Cultura

Allarme Archeologi: «L’emendamento che sacrifica la prevenzione… è da ritirare». Scatta esposto a Ministeri Cultura, Economia e Presidenza della Repubblica

Rischio distruzione per i beni non vincolati e opere private: la norma in Finanziaria 2026 metterebbe a rischio l’Art. 9 della Costituzione e gli impegni europei

REGIONE CAMPANIA / ROMA / TEANO (Elio Zanni) – Un allarme forte e chiaro è stato lanciato al Governo da “E.S.S.E. Professione Archeologia”, l’Associazione professionale che rappresenta gli archeologi italiani, in merito a una norma che potrebbe avere conseguenze irreversibili per la tutela del patrimonio storico-culturale della nostra regione e del Paese intero.

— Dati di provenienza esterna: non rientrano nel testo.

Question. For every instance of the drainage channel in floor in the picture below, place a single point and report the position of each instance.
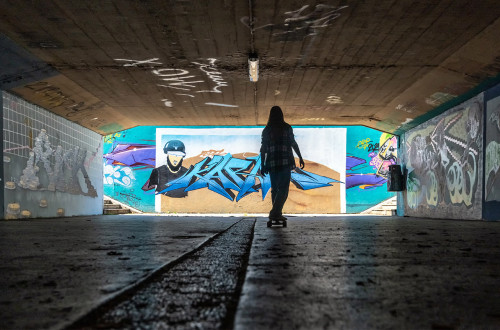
(198, 291)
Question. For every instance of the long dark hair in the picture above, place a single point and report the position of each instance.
(276, 118)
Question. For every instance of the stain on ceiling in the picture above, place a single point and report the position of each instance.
(110, 65)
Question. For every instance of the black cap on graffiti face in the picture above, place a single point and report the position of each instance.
(175, 146)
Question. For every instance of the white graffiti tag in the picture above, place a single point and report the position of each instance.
(461, 183)
(211, 71)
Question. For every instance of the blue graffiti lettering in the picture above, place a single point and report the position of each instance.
(225, 174)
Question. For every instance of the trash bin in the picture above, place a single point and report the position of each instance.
(395, 180)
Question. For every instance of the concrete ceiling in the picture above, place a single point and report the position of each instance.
(114, 64)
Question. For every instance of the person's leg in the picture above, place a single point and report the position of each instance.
(274, 190)
(282, 184)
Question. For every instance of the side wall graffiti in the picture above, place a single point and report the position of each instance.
(52, 167)
(217, 170)
(369, 154)
(444, 160)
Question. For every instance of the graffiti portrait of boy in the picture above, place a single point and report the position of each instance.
(172, 170)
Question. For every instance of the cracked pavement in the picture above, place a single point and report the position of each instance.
(339, 272)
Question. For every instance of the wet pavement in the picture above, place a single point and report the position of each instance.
(340, 272)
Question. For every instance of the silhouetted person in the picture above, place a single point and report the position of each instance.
(277, 159)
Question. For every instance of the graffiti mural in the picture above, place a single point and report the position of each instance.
(492, 150)
(230, 180)
(444, 162)
(369, 155)
(165, 169)
(48, 173)
(226, 175)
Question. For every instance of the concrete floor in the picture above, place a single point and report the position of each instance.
(361, 272)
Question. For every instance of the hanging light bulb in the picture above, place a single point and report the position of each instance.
(253, 67)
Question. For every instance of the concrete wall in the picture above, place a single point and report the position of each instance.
(491, 208)
(51, 166)
(345, 170)
(444, 159)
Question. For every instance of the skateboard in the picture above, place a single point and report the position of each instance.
(272, 222)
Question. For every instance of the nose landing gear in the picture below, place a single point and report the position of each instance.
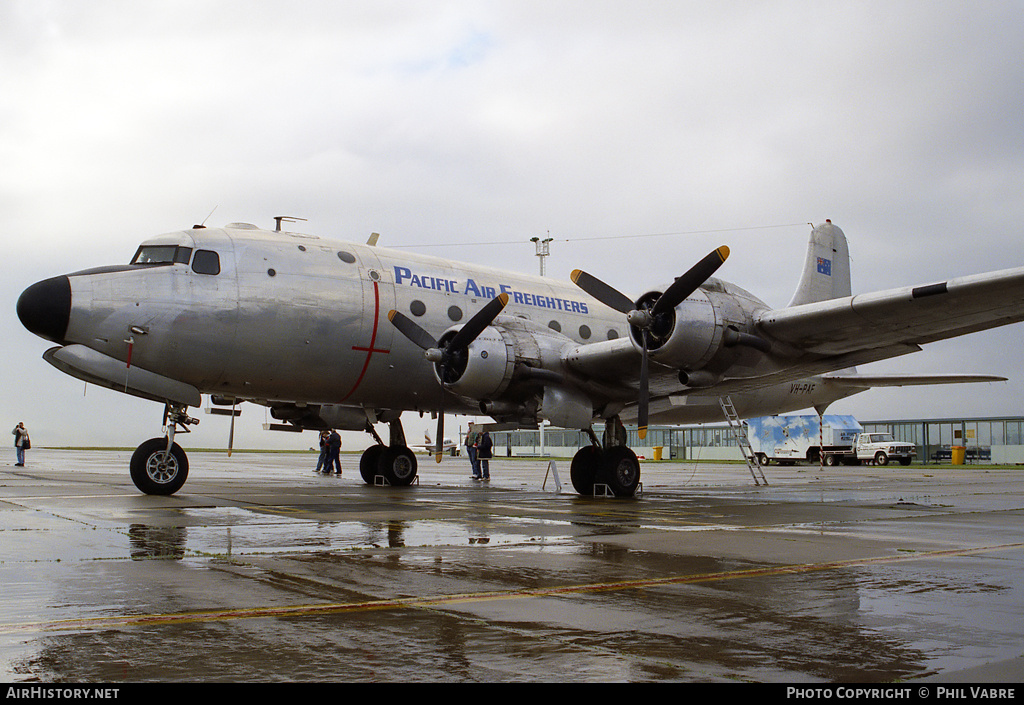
(159, 466)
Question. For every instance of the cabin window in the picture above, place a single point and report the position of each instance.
(162, 254)
(206, 262)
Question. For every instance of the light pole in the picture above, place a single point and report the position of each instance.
(543, 249)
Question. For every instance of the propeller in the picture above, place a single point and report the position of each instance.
(453, 354)
(647, 317)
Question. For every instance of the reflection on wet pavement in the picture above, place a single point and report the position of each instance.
(300, 580)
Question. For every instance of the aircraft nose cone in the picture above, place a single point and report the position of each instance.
(45, 308)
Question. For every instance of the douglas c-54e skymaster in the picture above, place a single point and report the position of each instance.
(332, 334)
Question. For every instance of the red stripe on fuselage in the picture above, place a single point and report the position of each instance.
(371, 349)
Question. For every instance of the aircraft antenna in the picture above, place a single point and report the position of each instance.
(203, 224)
(285, 218)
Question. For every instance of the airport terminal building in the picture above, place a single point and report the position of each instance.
(996, 440)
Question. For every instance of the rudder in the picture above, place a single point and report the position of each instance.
(826, 270)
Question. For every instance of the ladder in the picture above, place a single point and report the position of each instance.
(739, 433)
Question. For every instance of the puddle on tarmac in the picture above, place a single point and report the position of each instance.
(233, 533)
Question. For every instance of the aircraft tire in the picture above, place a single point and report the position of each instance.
(622, 470)
(369, 463)
(153, 478)
(397, 464)
(583, 470)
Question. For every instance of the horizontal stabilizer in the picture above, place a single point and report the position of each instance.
(859, 380)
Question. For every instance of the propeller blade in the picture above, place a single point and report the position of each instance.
(412, 330)
(644, 398)
(439, 446)
(230, 433)
(602, 292)
(688, 283)
(475, 325)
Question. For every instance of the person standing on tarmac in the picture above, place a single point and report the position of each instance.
(472, 437)
(20, 443)
(325, 451)
(333, 458)
(484, 448)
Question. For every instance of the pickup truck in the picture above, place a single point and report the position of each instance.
(870, 447)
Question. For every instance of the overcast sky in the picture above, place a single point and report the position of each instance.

L’associazione (che possiamo definire del sapere archeologico nella pratica professionale) presieduta dalla Dott.ssa Carmela Autieri – archeologa e professoressa, esperta di Medioevo, ha pubblicato diversi studi e saggi su numerose riviste e giornali specializzati, attivista in molteplici Associazioni non- profit di difesa del territorio, della natura e dei diritti dei cittadini – ha formalizzato un esposto-denuncia indirizzato ai Ministeri della Cultura e dell’Economia, oltre che alla Presidenza della Repubblica, chiedendo il ritiro immediato dell’emendamento 108-bis al Disegno di Legge di Bilancio 2026.

Il cuore della contestazione riguarda la drastica riduzione del campo di applicazione dell’archeologia preventiva. Secondo l’emendamento, questa attività fondamentale verrebbe limitata alle sole opere pubbliche che insistono su aree già soggette a vincolo archeologico.

Esclusi i Lavori Privati: L’esposto sottolinea che la maggior parte degli interventi urbanistici e infrastrutturali promossi dai privati verrebbe di fatto esentata dai controlli preventivi.

Aree “Sconosciute” a Rischio: Vengono altresì escluse le aree non ancora vincolate, cioè quelle parti del territorio il cui tesoro archeologico è ancora nascosto.

«Tale impostazione riduce in modo significativo la capacità di tutela – si legge nel documento – Si vanificano le misure introdotte negli ultimi vent’anni per proteggere il territorio e si rischia la distruzione irreversibile di reperti archeologici, compromettendo la conoscenza del territorio e la conservazione della memoria collettiva»

Come dire «Più costi e più rischi». L’Associazione Esse ribalta l’assunto di semplificazione dietro la norma, sostenendo che l’archeologia preventiva non è un ostacolo, ma un fattore di efficienza economica. Intervenire prima dell’avvio dei cantieri, infatti, evita i costi elevati legati a: Interruzioni improvvise dei lavori; Ritardi onerosi e modifiche progettuali radicali dovute a ritrovamenti fortuiti; Contenziosi legali. L’emendamento, nella sua formulazione attuale, «aumenta i rischi di danno irreparabile, i costi pubblici e i contenziosi», conclude l’Associazione.

Italia a rischio infrazione europea

L’esposto evidenzia inoltre che la revisione normativa si pone in netto contrasto con obblighi internazionali assunti dall’Italia. In particolare, viene citata la Convenzione Europea per la Protezione del Patrimonio Archeologico (Convenzione di La Valletta), ratificata dal nostro Paese con la Legge n. 57/2015.

«Questa modifica disattende gli obblighi derivanti dalla Convenzione e dalle direttive europee sul patrimonio culturale, esponendo l’Italia a potenziali infrazioni europee», afferma l’Associazione. Viene richiamato anche l’Articolo 9 della Costituzione italiana, che impegna la Repubblica alla tutela del patrimonio storico e artistico.

Appello per il «Tassello Professionale»

L’Associazione sottolinea anche la grave penalizzazione per i numerosi professionisti qualificati del settore, operanti ai sensi della Legge 4/2013, le cui competenze verrebbero di fatto marginalizzate da una visione così riduttiva della prevenzione. Per questi motivi, l’Associazione chiede non solo il ritiro dell’emendamento, ma anche l’apertura urgente di un tavolo tecnico interministeriale che coinvolga professionisti, università e il Terzo Settore, per definire procedure di tutela realmente semplificate ma non riduttive, mantenendo l’integrale archeologia preventiva su tutte le opere, pubbliche e private.

L’appello finale firmato dalla Presidente Autieri (l’archeologa che, tra l’altro, si ricorda, ha contribuito all’adozione e approvazione del Puc di Teano con la Relazione Archeologica) è chiaro: «L’emendamento 108-bis rappresenta un arretramento culturale e tecnico inaccettabile per un Paese come l’Italia, custode del più vasto patrimonio archeologico del mondo».